И точно так же, как в первые месяцы после приезда в колледж он робко и невинно хвастался дружбой своей «семьи» со знаменитым старым писателем и знаменитым журналистом, работающим у Бивербру-ка, Вилли начал мало-помалу изменять в свою пользу и другие касающиеся его факты. У него не было какой-то одной руководящей идеи. Он действовал по наитию, когда подворачивался удобный момент. Например, в газетах часто сообщались новости о профсоюзах, и однажды Вилли пришло в голову, что дядя его матери, подстрекатель неполноценных, который иногда выходил на митинги в красном шарфе, подражая своему любимому герою, знаменитому революционеру из неполноценных и поэту-атеисту Бхаратидар-шане, — так вот, Вилли пришло в голову, что дядя его матери был своего рода профсоюзным лидером, защитником прав рабочих, причем одним из первых. Он стал невзначай упоминать об этом в разговорах и на семинарах и заметил, что это производит на людей впечатление.

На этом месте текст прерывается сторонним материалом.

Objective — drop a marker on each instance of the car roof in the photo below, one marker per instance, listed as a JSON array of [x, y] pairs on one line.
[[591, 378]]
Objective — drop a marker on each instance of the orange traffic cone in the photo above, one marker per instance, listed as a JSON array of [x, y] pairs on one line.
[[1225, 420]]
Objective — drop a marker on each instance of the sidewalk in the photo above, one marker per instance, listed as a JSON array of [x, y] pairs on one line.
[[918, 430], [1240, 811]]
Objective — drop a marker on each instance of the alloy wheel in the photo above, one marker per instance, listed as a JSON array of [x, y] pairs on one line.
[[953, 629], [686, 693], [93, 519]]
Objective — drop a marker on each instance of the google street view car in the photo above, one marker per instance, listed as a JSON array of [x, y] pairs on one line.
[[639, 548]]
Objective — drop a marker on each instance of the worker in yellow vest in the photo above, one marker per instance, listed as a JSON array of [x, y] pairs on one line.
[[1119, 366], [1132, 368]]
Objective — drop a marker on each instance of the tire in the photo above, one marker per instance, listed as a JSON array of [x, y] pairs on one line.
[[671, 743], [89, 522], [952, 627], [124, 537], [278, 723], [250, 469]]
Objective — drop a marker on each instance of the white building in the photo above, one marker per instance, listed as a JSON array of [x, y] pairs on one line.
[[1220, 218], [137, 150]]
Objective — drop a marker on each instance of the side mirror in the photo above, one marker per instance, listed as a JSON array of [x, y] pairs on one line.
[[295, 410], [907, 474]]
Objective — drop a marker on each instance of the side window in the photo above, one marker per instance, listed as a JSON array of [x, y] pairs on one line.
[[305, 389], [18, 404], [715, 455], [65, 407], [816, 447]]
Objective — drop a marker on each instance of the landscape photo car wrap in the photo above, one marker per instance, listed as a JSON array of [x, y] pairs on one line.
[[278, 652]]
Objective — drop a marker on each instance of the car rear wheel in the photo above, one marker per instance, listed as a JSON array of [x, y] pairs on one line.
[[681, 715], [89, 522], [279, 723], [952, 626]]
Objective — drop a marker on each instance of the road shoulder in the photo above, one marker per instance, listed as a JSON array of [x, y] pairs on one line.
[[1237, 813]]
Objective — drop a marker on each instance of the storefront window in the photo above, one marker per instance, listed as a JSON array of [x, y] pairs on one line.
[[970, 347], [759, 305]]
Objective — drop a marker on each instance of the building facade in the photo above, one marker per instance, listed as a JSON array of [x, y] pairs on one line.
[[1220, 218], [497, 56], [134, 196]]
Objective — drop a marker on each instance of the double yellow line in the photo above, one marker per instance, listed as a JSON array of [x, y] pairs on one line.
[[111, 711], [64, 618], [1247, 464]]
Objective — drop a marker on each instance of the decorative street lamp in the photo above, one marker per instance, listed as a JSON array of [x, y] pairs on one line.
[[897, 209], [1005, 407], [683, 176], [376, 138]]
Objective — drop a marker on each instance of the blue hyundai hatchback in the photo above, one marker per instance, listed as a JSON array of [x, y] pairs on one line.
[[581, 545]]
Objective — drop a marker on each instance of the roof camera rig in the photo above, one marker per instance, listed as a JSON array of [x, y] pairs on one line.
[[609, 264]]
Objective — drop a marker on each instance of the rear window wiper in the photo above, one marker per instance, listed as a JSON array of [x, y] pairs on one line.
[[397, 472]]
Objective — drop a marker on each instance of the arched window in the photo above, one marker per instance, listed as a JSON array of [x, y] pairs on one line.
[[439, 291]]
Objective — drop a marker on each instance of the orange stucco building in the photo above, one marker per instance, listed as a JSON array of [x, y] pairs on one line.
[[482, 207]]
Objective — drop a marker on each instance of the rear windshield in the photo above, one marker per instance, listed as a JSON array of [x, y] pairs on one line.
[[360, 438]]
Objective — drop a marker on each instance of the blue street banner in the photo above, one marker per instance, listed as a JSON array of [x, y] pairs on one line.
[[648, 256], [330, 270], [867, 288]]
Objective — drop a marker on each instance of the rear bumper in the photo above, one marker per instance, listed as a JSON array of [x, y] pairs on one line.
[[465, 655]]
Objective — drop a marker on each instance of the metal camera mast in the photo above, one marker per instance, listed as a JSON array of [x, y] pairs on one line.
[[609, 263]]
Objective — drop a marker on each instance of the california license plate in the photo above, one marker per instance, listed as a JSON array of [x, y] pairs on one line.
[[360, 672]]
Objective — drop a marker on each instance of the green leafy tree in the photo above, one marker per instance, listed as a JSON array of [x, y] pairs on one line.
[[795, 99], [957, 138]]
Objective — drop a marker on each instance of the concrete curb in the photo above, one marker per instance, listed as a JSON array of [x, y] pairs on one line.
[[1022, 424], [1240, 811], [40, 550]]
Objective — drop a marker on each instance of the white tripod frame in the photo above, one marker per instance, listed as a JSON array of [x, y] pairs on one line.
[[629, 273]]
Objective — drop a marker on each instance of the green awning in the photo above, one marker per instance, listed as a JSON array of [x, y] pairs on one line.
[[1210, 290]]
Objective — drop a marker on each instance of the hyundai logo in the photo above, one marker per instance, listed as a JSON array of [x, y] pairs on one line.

В другой раз ему пришло на ум, что его мать, получившую образование в школе при миссии, можно считать наполовину христианкой. Он стал говорить о ней как о законченной христианке; но потом, чтобы избавиться от оскомины миссионерской школы и зрелища смеющихся босоногих идиотиков (колледж поддерживал христианскую миссию в Ньясаленде на юге Африки, и в комнате отдыха для студентов лежали миссионерские журналы), он приспособил к делу кое-что из прочитанного и стал рассказывать, что его мать принадлежит к древнему христианскому сообществу, сложившемуся на их субконтиненте едва ли не в пору возникновения самого христианства. Отца он оставил брамином. Отца своего отца сделал «придворным». Так, играя словами, он начал пересоздавать себя. Это было увлекательно и наполняло его ощущением силы.